The Affordable Care Act brought more changes to the healthcare industry than making health insurance more affordable and expanding the Medicaid program. It also brought about guidelines and regulations for doctors to follow to help their patients save money on their medical costs. It also allowed doctors, specifically primary care physicians, to receive incentive payments if they submit documentation that they are providing quality care to their patients. One requirement of these incentive programs is that the doctor must have and use an electronic health record (EHR) to document their patients’ health and visits.
An EHR can be a desktop or web-based software where the doctor keeps their patients’ medical records. Most EHRs, even the ones that are “free,” has the following features: documents (lab/blood work, ultrasounds, x-rays, referrals, etc. that you can scan in), schedule, patient medical records, and contacts (usually doctors you would refer your patients to). Other features also include a patient portal where patients can message the physician and access their medical records and electronic faxing where physicians can share patient records safely through their EHRs.
While working at an accountable care organization and helping physicians with their documentation for their incentive programs, I had to learn how to use three very different EHRs. I learned how to use those EHRs mostly through Google and trial and error, as the doctors and their staff did not know how to use some of the available functions. Some of these doctors were not as tech-savvy and were still learning how to use their EHRs, whereas the others only used the functions they deemed most useful. Almost all of the doctors I worked with found using the EHRs to be confusing and not the most user-friendly, especially for those who were a bit older.
So why didn’t the EHR designers design the EHRs for the doctors, their users?
The short answer to this question is that they technically did. They designed the EHRs to include all the functions the doctors would need to meet the requirements for the incentive programs. Doctors who were not previously exposed to the incentive programs and their requirements would not find all the functions useful, nor understand the importance of those functions. Long tutorials explaining how to use those functions would also take time away from seeing patients.

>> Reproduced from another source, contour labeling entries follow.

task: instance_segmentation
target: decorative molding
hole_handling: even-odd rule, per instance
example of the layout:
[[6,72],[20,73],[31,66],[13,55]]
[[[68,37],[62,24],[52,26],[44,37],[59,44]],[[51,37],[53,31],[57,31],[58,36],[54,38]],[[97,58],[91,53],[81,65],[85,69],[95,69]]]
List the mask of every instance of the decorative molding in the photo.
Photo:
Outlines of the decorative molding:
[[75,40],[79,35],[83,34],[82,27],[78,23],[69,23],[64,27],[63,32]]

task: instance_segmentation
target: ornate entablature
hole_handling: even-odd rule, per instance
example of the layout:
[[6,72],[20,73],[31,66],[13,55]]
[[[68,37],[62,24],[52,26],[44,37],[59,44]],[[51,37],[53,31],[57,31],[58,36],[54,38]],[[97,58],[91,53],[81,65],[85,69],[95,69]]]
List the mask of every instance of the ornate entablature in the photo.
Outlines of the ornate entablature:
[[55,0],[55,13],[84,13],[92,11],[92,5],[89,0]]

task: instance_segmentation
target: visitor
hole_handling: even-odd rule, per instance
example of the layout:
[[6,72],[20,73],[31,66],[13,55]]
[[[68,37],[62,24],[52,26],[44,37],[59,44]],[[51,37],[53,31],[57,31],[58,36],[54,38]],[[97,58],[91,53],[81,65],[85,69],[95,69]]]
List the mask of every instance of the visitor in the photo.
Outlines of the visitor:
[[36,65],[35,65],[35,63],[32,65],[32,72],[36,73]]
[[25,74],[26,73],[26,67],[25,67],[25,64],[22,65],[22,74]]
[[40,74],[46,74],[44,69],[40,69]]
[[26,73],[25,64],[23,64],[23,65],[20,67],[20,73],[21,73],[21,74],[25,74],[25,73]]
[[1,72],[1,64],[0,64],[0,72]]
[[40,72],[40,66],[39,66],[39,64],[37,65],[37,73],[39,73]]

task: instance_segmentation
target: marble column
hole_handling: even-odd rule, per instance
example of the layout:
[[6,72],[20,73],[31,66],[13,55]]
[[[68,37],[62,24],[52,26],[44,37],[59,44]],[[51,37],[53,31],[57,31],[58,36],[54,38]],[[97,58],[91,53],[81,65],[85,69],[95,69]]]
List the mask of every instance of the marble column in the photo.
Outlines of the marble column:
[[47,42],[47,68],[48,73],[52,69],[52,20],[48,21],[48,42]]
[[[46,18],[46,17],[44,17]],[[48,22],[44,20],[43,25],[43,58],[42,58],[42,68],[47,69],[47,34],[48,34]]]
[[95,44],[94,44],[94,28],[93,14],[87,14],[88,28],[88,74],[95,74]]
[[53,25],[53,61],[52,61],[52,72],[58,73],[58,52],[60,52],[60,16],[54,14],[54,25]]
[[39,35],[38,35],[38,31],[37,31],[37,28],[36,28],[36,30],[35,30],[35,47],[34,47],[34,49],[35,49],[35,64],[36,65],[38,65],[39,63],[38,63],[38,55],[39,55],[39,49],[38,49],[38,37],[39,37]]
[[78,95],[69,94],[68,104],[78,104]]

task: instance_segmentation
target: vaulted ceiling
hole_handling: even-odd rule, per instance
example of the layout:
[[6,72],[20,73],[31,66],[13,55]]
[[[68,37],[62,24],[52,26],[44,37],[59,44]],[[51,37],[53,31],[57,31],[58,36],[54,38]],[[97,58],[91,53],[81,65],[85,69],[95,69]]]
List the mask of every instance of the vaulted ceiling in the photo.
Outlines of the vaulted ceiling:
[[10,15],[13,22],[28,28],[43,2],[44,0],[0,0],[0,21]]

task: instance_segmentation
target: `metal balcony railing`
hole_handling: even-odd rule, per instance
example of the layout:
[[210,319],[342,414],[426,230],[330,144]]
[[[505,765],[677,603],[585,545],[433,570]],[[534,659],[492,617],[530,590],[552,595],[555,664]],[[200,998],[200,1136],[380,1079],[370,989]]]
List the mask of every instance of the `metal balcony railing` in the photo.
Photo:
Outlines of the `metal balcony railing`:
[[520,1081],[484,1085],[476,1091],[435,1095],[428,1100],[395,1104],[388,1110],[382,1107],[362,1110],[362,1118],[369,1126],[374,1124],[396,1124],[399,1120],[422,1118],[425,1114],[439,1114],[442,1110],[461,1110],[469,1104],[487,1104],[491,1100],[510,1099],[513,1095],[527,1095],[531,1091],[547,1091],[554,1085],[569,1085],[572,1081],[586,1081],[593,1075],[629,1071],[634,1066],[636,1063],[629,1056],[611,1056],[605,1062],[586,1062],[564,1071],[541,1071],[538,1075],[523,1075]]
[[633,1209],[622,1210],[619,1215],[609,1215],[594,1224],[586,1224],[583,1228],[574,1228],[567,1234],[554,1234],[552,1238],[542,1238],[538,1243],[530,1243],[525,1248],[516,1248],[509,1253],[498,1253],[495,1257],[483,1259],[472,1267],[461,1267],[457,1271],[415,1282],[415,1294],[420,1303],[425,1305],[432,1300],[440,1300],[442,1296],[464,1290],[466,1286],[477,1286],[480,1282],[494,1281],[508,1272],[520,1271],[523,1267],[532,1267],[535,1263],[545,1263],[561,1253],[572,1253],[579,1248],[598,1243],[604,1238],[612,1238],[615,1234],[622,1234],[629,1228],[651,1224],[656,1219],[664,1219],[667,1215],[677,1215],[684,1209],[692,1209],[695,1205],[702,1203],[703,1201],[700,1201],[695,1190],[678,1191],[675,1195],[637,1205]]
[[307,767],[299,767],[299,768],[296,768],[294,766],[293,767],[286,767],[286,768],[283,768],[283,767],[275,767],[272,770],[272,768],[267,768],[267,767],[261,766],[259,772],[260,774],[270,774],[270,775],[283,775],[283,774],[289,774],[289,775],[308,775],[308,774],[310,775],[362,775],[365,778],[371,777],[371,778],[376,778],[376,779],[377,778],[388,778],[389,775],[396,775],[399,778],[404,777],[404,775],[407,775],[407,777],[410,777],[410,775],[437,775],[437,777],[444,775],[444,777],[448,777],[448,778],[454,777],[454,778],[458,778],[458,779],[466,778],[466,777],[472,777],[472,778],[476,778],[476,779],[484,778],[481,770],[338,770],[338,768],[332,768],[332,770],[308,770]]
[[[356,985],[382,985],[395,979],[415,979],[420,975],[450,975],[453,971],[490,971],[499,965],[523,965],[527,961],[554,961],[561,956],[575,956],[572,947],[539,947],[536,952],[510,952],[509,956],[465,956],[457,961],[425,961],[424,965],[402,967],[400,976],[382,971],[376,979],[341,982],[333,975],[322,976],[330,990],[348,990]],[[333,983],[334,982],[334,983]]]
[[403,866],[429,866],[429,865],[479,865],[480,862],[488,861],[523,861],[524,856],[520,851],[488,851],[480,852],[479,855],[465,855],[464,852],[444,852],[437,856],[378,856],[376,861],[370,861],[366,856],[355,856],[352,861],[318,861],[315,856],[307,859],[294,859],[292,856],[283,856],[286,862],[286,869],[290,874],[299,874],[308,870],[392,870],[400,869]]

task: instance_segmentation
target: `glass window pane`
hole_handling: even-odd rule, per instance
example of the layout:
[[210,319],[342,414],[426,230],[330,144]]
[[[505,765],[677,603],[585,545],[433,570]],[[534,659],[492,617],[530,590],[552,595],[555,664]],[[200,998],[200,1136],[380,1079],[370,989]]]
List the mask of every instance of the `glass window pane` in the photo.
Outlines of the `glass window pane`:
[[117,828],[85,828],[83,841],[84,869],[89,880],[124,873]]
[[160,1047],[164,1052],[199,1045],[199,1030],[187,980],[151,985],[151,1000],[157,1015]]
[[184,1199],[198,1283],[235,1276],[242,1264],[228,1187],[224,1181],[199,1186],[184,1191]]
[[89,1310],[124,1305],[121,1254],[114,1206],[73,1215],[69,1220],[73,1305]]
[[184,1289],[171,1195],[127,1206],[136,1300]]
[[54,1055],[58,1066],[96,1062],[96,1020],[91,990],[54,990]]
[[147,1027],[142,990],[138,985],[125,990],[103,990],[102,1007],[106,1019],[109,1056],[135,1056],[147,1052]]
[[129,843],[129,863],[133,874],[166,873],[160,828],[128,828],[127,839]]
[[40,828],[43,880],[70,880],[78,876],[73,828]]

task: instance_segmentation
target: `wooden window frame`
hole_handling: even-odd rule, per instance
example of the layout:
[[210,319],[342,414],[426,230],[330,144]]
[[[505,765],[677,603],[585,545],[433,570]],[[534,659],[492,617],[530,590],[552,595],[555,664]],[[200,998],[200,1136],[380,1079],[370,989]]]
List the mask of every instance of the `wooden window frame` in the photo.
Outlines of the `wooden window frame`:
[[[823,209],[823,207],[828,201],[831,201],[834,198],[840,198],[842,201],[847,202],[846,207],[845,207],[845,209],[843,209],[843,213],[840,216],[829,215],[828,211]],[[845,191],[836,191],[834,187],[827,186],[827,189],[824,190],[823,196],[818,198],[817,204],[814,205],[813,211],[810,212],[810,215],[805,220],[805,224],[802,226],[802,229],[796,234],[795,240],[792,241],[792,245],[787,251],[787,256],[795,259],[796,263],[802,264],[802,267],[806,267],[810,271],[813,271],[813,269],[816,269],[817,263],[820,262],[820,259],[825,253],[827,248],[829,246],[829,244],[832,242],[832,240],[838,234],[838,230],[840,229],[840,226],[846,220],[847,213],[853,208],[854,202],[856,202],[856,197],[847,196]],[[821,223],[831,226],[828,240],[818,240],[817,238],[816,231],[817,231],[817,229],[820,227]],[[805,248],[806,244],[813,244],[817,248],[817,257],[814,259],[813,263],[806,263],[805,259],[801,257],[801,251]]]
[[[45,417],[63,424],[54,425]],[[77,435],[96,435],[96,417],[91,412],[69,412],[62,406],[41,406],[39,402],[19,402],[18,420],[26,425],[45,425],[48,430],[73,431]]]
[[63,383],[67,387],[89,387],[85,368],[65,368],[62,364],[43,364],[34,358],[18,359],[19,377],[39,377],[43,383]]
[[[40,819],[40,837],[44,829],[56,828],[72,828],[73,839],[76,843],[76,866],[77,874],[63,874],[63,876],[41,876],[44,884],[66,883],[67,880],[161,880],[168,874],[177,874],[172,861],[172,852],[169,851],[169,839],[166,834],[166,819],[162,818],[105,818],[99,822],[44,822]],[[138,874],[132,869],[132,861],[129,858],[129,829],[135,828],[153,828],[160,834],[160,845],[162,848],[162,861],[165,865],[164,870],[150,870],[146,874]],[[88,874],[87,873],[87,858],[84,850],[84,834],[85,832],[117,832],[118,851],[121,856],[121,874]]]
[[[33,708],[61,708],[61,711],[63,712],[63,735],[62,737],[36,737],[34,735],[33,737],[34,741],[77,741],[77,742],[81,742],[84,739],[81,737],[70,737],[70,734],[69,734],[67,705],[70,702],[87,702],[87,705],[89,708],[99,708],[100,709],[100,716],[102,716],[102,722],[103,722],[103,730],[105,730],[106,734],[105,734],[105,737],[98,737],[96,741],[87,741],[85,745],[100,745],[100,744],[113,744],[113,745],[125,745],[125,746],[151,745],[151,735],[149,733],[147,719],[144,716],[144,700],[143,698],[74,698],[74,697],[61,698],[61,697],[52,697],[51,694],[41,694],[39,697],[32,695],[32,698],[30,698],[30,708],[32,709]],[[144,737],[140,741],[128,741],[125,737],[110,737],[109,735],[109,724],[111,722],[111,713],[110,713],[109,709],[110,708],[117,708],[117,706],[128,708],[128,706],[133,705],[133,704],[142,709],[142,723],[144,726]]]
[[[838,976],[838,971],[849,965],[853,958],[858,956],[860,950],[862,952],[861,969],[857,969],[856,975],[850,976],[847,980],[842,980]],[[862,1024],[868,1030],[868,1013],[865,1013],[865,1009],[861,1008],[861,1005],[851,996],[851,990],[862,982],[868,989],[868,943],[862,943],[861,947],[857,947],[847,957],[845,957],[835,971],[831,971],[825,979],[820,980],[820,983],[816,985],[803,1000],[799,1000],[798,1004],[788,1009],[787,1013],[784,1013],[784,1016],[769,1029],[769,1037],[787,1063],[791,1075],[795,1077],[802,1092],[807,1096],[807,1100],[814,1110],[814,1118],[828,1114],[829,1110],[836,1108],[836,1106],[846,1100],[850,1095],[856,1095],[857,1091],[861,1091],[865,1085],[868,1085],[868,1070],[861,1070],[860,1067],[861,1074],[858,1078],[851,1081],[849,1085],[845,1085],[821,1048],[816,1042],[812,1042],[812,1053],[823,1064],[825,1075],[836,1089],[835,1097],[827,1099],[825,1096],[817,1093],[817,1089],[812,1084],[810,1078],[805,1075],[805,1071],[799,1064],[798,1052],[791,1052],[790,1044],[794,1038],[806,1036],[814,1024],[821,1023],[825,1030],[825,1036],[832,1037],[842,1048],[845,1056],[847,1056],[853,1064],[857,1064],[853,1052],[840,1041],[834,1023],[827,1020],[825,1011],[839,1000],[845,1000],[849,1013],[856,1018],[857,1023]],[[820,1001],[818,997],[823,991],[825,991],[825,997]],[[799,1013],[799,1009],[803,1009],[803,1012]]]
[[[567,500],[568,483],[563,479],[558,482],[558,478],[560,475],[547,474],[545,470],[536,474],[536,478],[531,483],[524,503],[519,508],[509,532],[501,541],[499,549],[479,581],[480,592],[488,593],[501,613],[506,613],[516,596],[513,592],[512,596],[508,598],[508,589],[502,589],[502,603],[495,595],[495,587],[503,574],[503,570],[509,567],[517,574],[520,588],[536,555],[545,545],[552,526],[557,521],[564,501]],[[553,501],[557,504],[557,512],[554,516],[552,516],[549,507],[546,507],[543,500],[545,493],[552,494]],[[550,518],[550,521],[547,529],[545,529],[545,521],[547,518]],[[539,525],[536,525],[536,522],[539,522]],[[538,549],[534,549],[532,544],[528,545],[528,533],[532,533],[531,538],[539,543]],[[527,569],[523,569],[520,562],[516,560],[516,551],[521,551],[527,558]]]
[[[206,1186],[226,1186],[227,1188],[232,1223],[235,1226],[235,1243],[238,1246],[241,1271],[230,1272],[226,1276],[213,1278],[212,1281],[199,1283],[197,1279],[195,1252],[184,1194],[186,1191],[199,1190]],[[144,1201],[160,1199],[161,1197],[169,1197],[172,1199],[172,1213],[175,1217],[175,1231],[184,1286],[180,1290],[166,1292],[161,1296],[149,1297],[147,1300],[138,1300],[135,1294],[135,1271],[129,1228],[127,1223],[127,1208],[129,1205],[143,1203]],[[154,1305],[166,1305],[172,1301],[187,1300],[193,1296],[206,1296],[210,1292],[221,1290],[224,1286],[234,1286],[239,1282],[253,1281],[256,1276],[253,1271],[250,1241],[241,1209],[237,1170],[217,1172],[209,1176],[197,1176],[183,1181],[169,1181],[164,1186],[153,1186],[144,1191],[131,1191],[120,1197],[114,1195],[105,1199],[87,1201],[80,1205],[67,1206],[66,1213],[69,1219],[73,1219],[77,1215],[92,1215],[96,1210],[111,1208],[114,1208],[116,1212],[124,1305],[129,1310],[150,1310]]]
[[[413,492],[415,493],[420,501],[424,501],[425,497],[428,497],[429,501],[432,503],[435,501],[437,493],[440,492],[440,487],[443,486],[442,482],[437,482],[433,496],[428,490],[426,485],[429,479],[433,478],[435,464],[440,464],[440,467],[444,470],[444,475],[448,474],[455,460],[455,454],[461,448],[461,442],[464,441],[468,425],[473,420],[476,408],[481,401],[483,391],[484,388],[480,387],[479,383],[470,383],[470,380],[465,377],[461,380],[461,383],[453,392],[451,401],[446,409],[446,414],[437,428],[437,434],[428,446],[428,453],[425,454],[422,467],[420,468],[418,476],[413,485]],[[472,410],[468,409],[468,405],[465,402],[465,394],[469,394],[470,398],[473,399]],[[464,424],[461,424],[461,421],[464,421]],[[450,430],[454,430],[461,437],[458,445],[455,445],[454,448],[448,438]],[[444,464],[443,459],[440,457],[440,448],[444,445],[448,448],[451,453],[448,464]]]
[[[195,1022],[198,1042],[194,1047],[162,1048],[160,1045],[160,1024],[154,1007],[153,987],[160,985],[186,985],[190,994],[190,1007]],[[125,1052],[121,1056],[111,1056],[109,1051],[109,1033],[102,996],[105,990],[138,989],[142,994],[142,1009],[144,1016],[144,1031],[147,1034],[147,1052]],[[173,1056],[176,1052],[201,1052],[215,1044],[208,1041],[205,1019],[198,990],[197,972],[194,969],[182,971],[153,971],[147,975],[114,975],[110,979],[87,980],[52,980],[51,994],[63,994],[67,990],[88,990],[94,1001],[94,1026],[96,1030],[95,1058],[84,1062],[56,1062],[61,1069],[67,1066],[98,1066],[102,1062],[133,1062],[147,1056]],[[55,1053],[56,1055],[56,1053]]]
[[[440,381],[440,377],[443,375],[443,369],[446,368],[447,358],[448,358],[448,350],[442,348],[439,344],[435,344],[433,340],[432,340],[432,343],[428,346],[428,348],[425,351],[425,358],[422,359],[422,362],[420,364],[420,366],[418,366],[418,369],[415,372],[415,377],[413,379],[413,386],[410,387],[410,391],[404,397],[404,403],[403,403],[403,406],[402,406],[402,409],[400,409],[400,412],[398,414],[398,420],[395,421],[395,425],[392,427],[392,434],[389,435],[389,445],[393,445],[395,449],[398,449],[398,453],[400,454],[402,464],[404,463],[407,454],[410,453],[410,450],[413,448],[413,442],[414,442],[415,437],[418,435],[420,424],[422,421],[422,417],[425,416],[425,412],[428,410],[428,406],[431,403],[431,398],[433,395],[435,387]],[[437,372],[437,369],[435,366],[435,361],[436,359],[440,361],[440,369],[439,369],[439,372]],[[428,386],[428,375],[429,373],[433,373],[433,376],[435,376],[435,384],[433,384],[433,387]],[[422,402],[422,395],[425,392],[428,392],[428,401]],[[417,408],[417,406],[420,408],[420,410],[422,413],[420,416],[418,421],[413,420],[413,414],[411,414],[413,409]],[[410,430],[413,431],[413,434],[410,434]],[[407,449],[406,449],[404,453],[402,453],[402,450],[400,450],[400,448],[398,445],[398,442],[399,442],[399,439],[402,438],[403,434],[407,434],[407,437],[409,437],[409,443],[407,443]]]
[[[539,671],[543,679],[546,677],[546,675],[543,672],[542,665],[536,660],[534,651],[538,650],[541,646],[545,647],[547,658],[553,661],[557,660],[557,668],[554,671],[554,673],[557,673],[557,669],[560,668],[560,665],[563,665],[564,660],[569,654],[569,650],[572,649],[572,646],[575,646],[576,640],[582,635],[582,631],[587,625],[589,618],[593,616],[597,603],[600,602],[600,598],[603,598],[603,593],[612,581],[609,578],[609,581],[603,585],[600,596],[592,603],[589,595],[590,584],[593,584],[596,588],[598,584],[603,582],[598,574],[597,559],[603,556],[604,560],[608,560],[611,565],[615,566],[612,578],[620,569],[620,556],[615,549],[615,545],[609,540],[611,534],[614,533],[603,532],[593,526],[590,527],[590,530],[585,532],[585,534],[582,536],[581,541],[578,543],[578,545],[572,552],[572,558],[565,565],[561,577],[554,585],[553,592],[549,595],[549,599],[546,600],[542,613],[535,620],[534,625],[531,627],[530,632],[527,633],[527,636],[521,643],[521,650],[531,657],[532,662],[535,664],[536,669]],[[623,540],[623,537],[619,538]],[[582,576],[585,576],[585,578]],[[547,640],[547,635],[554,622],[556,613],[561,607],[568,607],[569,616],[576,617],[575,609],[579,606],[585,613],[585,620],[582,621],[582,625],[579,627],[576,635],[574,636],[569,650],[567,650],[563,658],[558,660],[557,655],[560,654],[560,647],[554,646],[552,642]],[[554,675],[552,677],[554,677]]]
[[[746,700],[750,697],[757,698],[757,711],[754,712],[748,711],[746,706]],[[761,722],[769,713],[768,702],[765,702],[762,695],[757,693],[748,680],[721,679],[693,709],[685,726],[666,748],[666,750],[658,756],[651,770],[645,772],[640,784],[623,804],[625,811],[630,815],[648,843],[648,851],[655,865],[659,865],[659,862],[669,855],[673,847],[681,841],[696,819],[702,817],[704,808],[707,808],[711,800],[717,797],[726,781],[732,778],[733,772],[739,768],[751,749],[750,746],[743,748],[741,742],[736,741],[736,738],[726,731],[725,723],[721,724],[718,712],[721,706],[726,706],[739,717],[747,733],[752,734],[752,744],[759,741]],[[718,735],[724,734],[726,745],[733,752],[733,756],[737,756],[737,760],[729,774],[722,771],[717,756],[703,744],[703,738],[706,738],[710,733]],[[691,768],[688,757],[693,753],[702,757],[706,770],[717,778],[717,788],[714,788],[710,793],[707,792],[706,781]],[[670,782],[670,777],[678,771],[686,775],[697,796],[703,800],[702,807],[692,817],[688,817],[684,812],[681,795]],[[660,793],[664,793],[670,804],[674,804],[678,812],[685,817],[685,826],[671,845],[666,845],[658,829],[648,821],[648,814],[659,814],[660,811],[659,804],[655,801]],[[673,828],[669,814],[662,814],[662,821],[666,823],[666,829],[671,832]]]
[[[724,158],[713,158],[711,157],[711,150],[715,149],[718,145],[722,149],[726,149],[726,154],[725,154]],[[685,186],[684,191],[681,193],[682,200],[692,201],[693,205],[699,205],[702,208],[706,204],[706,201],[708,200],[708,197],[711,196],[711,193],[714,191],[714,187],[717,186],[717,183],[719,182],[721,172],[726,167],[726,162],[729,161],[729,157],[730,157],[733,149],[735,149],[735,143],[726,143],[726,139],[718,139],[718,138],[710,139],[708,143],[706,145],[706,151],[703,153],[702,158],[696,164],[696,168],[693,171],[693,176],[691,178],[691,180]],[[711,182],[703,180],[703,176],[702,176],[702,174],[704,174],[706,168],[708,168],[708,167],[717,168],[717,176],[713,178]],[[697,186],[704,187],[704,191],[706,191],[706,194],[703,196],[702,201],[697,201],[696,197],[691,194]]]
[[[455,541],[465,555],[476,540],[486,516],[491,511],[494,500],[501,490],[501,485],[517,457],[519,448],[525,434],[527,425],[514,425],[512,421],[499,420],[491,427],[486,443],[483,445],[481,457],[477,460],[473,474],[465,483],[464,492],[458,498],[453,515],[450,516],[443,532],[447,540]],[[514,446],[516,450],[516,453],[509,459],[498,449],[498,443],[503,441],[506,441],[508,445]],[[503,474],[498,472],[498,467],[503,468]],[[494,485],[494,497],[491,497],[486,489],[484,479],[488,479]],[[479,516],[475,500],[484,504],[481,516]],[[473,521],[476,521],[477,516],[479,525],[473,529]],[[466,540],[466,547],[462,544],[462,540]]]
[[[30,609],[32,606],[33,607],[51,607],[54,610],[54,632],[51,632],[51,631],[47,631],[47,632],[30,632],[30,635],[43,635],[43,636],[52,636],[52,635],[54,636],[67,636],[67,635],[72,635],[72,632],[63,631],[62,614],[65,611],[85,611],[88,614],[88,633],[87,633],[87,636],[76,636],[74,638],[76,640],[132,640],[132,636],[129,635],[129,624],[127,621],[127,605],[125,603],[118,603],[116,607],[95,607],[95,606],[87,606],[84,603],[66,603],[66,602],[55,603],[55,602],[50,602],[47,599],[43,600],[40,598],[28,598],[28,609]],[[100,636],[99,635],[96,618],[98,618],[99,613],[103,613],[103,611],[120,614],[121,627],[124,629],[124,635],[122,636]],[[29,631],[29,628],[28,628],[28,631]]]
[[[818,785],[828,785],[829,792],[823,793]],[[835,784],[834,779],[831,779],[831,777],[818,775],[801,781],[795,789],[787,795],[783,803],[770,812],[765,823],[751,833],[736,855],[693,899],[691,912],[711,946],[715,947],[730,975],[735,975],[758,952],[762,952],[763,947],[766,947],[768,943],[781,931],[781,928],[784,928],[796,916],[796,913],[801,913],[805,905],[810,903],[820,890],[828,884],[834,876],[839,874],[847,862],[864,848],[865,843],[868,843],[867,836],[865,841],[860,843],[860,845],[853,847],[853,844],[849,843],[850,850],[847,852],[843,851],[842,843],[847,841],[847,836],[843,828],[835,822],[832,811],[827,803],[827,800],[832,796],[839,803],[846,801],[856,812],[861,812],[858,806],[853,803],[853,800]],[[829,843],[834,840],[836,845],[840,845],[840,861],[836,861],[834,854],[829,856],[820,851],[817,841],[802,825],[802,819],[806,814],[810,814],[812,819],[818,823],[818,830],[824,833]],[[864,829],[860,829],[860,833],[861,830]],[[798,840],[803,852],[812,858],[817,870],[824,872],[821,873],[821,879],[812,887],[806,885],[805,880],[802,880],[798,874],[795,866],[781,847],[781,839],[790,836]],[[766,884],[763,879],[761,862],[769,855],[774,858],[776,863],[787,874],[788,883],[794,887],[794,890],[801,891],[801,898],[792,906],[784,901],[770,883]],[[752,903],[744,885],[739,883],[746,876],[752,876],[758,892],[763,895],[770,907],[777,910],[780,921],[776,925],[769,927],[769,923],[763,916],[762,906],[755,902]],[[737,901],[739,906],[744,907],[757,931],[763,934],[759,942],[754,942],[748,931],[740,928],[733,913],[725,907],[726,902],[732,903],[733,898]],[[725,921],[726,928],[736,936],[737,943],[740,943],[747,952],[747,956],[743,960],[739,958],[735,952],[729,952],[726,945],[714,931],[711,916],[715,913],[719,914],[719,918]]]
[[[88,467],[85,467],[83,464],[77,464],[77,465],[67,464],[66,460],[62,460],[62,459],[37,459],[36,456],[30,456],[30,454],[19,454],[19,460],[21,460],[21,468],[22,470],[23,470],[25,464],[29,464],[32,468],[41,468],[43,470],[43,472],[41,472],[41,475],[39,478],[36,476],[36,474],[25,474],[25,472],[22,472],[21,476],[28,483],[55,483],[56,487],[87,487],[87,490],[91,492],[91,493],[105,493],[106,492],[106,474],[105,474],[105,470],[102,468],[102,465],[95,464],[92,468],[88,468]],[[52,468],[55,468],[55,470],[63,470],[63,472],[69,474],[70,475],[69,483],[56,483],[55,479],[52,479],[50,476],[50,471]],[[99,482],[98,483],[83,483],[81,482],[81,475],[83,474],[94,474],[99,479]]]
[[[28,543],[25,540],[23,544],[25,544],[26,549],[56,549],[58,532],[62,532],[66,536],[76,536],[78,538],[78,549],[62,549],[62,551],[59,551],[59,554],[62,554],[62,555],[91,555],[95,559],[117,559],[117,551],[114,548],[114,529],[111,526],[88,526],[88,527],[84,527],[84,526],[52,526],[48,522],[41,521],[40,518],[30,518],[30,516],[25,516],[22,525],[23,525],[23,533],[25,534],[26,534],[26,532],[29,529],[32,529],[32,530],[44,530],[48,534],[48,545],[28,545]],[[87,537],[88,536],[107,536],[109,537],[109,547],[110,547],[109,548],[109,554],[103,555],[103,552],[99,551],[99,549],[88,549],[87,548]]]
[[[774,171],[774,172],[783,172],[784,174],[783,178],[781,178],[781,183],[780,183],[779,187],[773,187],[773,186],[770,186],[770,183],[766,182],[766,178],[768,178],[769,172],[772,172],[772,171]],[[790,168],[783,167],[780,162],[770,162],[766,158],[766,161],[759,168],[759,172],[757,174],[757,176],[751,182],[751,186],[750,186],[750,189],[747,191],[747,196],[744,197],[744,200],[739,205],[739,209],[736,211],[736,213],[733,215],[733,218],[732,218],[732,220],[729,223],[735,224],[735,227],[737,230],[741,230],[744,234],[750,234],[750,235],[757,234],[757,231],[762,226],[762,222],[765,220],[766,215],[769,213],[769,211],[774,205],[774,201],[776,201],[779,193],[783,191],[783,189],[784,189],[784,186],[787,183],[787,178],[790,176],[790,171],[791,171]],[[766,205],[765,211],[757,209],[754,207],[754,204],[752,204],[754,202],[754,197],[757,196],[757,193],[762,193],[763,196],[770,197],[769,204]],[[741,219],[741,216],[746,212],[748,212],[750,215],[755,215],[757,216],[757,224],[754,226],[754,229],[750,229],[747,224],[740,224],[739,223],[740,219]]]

To create an EHR that is user-friendly to all doctors, the design team for EHRs interview doctors from various backgrounds (specialty, geographic, ethnic, age, and years of practice just to name a few) and ask them in-depth how they use their EHRs. The design teams should specifically identify the features that doctors found the most useful and easy to use, and those that they found least useful and difficult to use, and why. Understanding what was easy to use will help the designers know how to improve on the other features that were more difficult to use. If possible, they should conduct a contextual inquiry, and sit-in and observe how the doctors and their staff use the EHR.
Redesigning EHRs to ones that most, if not all, doctors find it easy to use will help doctors provide better care for their patients by keeping detailed documentation of their patients’ records.